By only using addresses where they are needed, the attack surface becomes smaller. As shown earlier a node accepts packets for any IP address local to the node, regardless of what interface the packet arrived on. If you have 4, 8, 12, 24 ports etc. (physical or virtual) on your node, and each had a public IP address just for the port to talk to other nodes adjacent to the ports, any of those addresses could be used to hack into the node. Using LL addresses you don’t don’t need firewall rules for “transit” interface address used only between nodes. Nothing except the other end of the link can address your end of the link.
Which brings up another common security (and scaling) aspect. When connecting nodes (which is what networking does), it is better to use /31 prefix (IPv4) and only IPv6 Link Local Addresses. Do this even if you are using broadcast (i.e. Ethernet) media. (If LL is a problem for your site use /127 prefixes.) Now each end of the prefix (i.e. link) is either the .0 or .1 address. For example every ToR node uses .0 and nodes which connect to it (e.g. Unix servers) use .1 There is now no overhead for ARP or Neighbor Discovery.

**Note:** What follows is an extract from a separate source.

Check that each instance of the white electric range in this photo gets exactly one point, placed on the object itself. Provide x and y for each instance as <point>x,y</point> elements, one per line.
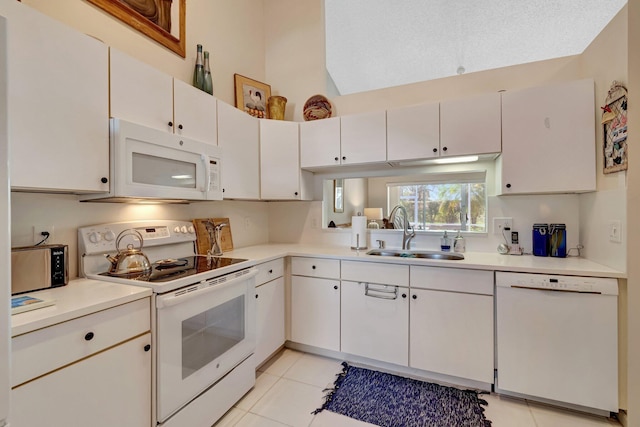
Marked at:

Absent manually using something like the example syntax above you need a routing protocol, Ansible or orchestration mechanism etc. to configure routes to make use of these interfaces. Modern Data Centers and Enterprises have been doing this for decades. When using routing protocols, it turns out that BGP better at this than OSPF/IS-ISRFC 1918 Addresses are not routable addresses
RFC 1918 IPv4 addresses are not routable
I often hear are that RFC1918 addresses, aka “private IPv4 addresses” are not routable. This is completely false. These are addresses from 10.0.0.0/8, 172.16.0.0/12 and 192.168.0.0/16 address ranges you have probably seen used by e.g. your home router(s). These addresses are not routable ON THE INTERNET. That is no ISP will accept a route advertisement, from you or anyone else including another ISP, with one of these address prefixes. They are routeable on your home network, or on your internal corporate network. I’m able to communicate with colleagues at work who all over the planet, all using an address from the 10.0.0.0/8 prefix. I can guarantee you that we are not all on the same Layer 2 network. Packet can and are able to be routed from one floor to another, between building, between campuses and countries, provided the traffic is intended to stay within the organization.
IPv6 uses ULA (Unique Local Address) for a similar purpose. These addresses are routable and exist for any communication known to be local to the “domain” (e.g. your home network, your company etc.) For example, DNS query for corporate servers would return a ULA to reach that server from inside the company.
If you need to leave your “domain”, your application either picks a globally routable address to use (when possible.) Failing that, NAT can be used, but a/ only at the border to the public network (e.g. your home router connection to your ISP, corporate egress to the Internet etc.) and b/ never for IPv6.